In May 2014, the decision of the Enlarged Board of Appeal (EBA) in case R 19/12 allowing in a review case an objection to the Chairman of the EBA based on suspicion of partiality was widely reported.

The EBA held that, considering the integration of the Chairman as Vice-president DG 3 into the administration of the Office at the management level, the suspicion of the petitioner that the replaced Chairman might possibly not be able to entirely detach his jurisdictional activities from the constraints and influences due to his participation in management decisions of the Office could not be considered to be a merely subjective impression or a merely general suspicion. Rather, a reasonable, objective and informed person might have good reason to fear that the Chairman might possibly not exercise his judicial functions without being influenced by requirements which are referred to him being the Vice-president DG 3.

Also in review case R 2/14, the petitioner objected to the Chairman of the EBA, referring to the decision given in case R 19/12. Moreover, an objection to the technical member and the legally qualified member was raised, inter aliasubmitting that the concurrent assignment of both members to the Technical Boards of Appeal and to the EBA implied a fundamental and systematic deficiency in the judicial system of the EPO. Citing decision R 12/09 (Reasons, pt. 6), the EBA states that the dual capacity of members of the EBA as members or chairmen of the Technical Boards of Appeal or the Legal Board of Appeal complies with the legislator’s intention when enacting Article 112a EPC. Thus, these members’ dual function should not, in itself, constitute a reason for objection under Article 24 EPC.

As to the objection to the Chairman, the EBA does not see any reason to re-examine the factual findings and legal conclusions of the EBA in R 19/12 or to add anything to them. The EBA notes that the Chairman, in his comments on the objection, has assured the Board that, following decision R 19/12, all his managerial activities have been discontinued, in particular his membership in the President’s Management Committee (MAC) and the EPO’s General Advisory Committee (GAC), with the exception of his participation as an observer in the MAC for points of discussion having a direct bearing on the Boards of Appeal and their support services. As a consequence, the EBA finds that the present factual circumstances clearly differ from those on which decision R 19/12 was based.

The EBA concedes that the Chairman’s dual functions laid down in Article 10 (2) f) and (3) EPC for his managerial function and Article 23 (3) EPC with regard to his judicial function could in principle come into conflict with one other, both provisions being of equal ranking. The EBA denominates this as a “normative conflict” and takes recourse to German constitutional law to solve this conflict. The decision cites the principle of “praktische Konkordanz” (“practical” or “normative concordance”) being applied in order to establish a balance between two conflicting fundamental rights provisions. In applying this principle, the EBA concludes that the President’s power to give instructions to the Chairman in his function as Vice-president is limited by virtue of Article 23 (3) EPC with the consequence that the Chairman is relieved of any obligation to obey any instructions, or to observe any directions, or to assist the president if and to the extent that this might affect him or any other member of the Boards of Appeal, directly or indirectly in performing their judicial duties.
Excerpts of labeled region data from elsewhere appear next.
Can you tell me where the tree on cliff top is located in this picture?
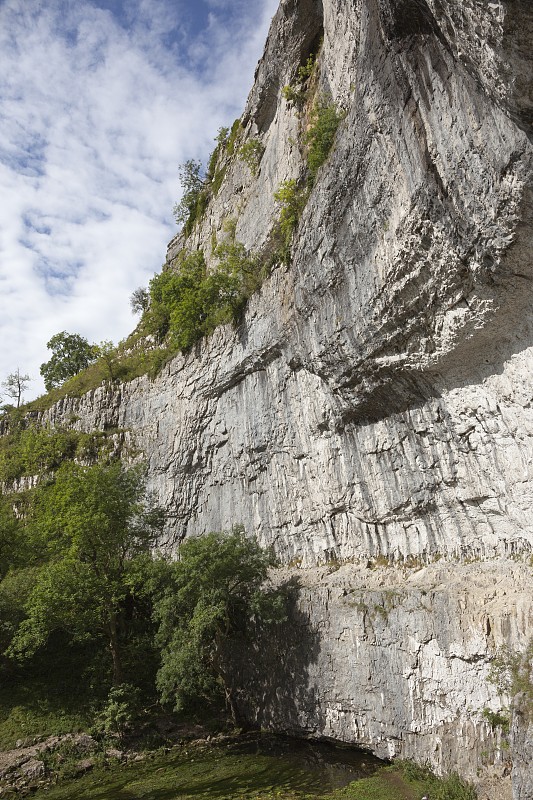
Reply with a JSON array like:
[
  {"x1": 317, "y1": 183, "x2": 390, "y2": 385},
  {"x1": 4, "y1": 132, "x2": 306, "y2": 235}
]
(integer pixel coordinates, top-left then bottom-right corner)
[
  {"x1": 40, "y1": 331, "x2": 99, "y2": 392},
  {"x1": 2, "y1": 367, "x2": 30, "y2": 408},
  {"x1": 10, "y1": 462, "x2": 163, "y2": 685}
]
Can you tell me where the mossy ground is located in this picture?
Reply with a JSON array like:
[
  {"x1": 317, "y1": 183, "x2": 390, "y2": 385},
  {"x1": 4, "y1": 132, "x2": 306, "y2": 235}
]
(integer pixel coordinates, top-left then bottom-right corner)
[{"x1": 28, "y1": 746, "x2": 425, "y2": 800}]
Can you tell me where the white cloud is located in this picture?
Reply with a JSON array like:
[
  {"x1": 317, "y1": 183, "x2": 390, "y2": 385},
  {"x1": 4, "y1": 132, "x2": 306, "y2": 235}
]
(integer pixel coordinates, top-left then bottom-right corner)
[{"x1": 0, "y1": 0, "x2": 277, "y2": 398}]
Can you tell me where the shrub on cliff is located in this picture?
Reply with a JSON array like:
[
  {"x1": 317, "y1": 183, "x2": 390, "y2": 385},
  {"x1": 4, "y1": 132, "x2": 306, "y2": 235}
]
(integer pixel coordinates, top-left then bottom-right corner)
[
  {"x1": 145, "y1": 250, "x2": 241, "y2": 350},
  {"x1": 9, "y1": 462, "x2": 163, "y2": 684},
  {"x1": 155, "y1": 527, "x2": 285, "y2": 719},
  {"x1": 304, "y1": 98, "x2": 342, "y2": 186},
  {"x1": 40, "y1": 331, "x2": 98, "y2": 391}
]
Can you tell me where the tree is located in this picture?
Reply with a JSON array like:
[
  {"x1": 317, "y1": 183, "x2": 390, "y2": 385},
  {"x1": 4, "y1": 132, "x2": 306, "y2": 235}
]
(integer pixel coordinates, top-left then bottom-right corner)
[
  {"x1": 130, "y1": 286, "x2": 150, "y2": 314},
  {"x1": 40, "y1": 331, "x2": 98, "y2": 392},
  {"x1": 94, "y1": 340, "x2": 117, "y2": 382},
  {"x1": 155, "y1": 526, "x2": 285, "y2": 721},
  {"x1": 10, "y1": 462, "x2": 163, "y2": 685},
  {"x1": 172, "y1": 159, "x2": 205, "y2": 226},
  {"x1": 2, "y1": 367, "x2": 31, "y2": 408}
]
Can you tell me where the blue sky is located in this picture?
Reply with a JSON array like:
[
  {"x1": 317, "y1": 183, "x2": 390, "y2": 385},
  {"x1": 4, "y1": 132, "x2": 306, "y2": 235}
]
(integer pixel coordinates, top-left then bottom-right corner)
[{"x1": 0, "y1": 0, "x2": 278, "y2": 399}]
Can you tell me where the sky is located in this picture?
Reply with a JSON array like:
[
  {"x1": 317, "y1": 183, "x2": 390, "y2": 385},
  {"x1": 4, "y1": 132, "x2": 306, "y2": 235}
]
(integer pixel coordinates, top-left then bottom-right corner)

The EBA concedes that the principle of “praktische Konkordanz” has been developed in connection with rules governing fundamental rights. Whereas the EPC may be considered as the constitution of the EPO, the status of the Vice-president is certainly not a fundamental right. However, the independence of the Board of Appeals is the necessary pre-requirement of the fundamental right of the parties to the proceedings of having access to a proper court. Perhaps a more obvious parallel to German constitutional law would have been to cite the decision of the German Supreme Administrative Court of 1959 which gave rise to the creation of the Federal Patent Court stating “the German Constitutional Court has developed the principle that the courts have to be specific institutions, separated from the executive, because only in this way a jurisdiction can be realised which can act vis-à-vis the state like an uninvolved third party” (GRUR 1959, 435, at p. 437).
The EBA held oral proceedings in November 2014. Events in December 2014, in particular the temporary removal of a member of the Boards of Appeal from office, prompted the petitioner to make further submissions basing the alleged suspicion of partiality on new facts and arguments. Whereas the EBA accepts that these submissions could not have been made earlier, the Board, relying on its discretion, refuses to consider the new submissions in the pending proceedings, on the grounds that they amount to a fresh case. This raises the question how this exercise of discretion can be reconciled with the petitioner’s right that no judge should decide its case in respect of whom it may have good reason to assume partiality (G 1/05, OJ EPO 2007, 362, Reasons, pt. 5). The latter right is an expression of the more general fundamental right of the parties to a fair trial as enshrined in Article 6 of the European Convention on Human Rights to have the case decided on the basis of a fair trial. Safeguarding this right may require that the EBA has to take its decision on the basis of all relevant facts known to it at the date on which the decision is taken as stated in R 19/12 (Reasons, pt. 5).